As at last June Nigeria whose rulers live the life of drunken sailors owed the IMF about $1.61 billion; the World Bank Group $16.32 billion; AfDB $3.87 billion; the Arab Bank for Economic Development in Africa $4.97 million; the Islamic Development Bank $241.84 million; and, the International Fund for Agricultural Development $273.51 million. Then there are debts from bilateral lenders with Nigeria owing China in excess of $5 billion routed through that country’s Exim Bank. We owe Nigeria’s new lovers, France, about $623.55 million; Japan $52.18 million; India $22 million; Germany $115.81 million; and, commercial creditors through Eurobonds $15.12 billion. Meanwhile, Nigeria has struggled to reduce debt servicing, not repayment, from over 100% of revenue to just below 70% currently.
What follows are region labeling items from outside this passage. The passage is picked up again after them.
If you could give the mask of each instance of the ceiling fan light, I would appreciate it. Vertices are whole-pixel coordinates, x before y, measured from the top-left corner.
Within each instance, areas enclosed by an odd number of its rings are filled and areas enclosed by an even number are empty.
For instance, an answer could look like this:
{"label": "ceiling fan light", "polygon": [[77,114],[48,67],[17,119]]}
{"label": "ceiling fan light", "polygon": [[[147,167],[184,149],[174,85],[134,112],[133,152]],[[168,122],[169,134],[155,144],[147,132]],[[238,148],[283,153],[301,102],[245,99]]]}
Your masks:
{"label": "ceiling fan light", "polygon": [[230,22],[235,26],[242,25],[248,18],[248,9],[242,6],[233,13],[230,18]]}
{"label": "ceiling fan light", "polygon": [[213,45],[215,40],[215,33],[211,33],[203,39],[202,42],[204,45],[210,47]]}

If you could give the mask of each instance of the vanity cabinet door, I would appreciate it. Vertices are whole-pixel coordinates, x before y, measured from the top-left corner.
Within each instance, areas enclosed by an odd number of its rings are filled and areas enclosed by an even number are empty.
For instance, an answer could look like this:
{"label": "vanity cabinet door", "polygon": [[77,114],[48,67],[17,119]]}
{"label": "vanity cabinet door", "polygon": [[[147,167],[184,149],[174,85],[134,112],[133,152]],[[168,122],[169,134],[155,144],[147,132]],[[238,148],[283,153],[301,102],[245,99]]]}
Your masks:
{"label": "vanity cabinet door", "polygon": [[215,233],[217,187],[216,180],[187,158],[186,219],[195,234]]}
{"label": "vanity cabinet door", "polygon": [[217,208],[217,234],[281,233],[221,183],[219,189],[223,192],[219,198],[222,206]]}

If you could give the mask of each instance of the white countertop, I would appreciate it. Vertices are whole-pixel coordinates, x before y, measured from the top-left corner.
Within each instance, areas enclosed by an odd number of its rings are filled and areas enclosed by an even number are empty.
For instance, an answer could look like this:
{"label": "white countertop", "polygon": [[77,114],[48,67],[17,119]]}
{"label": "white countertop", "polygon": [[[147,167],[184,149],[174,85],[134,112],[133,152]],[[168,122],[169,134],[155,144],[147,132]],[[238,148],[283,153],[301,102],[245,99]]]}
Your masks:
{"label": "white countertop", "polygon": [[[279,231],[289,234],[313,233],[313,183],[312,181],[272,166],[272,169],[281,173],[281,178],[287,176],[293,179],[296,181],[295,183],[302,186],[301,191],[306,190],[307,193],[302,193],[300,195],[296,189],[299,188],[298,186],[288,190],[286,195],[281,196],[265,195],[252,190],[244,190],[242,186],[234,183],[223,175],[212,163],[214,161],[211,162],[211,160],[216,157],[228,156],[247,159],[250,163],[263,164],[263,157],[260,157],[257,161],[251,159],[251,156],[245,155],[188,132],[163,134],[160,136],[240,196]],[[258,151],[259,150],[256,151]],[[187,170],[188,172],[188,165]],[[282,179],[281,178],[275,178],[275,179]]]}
In other words, after servicing debts and taking care of recurrent expenditures and overhead, nothing is left for capital projects which spur development. This could explain why the regime is desperate to force through its tax reform bills now mired in controversy. The implication of this situation is that borrowing is not about to end.
It has been said that people get the kind of leadership they deserve. Nigeria is a classical case in the 21st century. It has fake rulers with fake promises and fake assurances and fake policies and fake programmes. And the rulers are in overdrive to project fakery on the hapless citizens. But they will not succeed in making Nigeria a fake and failed country.